I think a published update to MD5 security considerations should clearly say
what it's still fine to do with MD5, in addition to what it's not safe to do.
This would mean adding a couple sentences, and that's about all it would really
take to be clear on the issue:
"Since RFC 1321 was published, MD5 found popular use in checksuming large file
transfers.
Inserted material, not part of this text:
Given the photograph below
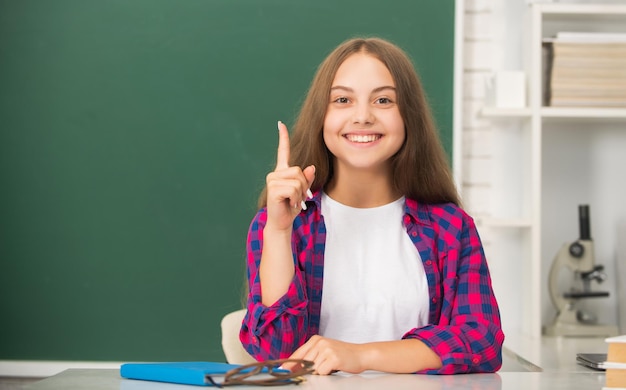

This use of MD5 is still reasonable, as the level of collision
resistance is of less importance in this application and MD5 may be
significantly more efficient than cryptographically stronger algorithms.
Communications, networking, and storage systems prone to errors (e.g. due to
faulty hardware, drivers, bit-errors, faulty NAT/ALG algorithms, etc) do not
implement the known MD5 collision-finding algorithms, and MD5 remains highly
effective at detecting such errors."
Sent: Wednesday, December 08, 2010 6:33 PM
To: Eddy, Wesley M. (GRC-MS00)[ASRC AEROSPACE CORP]
Cc: L(_dot_)Wood(_at_)surrey(_dot_)ac(_dot_)uk; wes(_at_)mti-systems(_dot_)com;
Subject: Re: Last Call: <draft-turner-md5-seccon-update-07.txt> (Updated
Security Considerations for the MD5 Message-Digest and the HMAC-MD5 Algorithms)
to Informational RFC
In your previous mail you wrote:
The logic doesn't make sense in this position. "Crypto modules
can't use MD5, thus no protocols at all should use MD5."
=> this is a silly/bad/... consequence of the crypto label
attached to the MD5 name. I understand you are not happy with
this but what do you propose?
PS: BTW I'd like to apply the argument only to *new* protocols.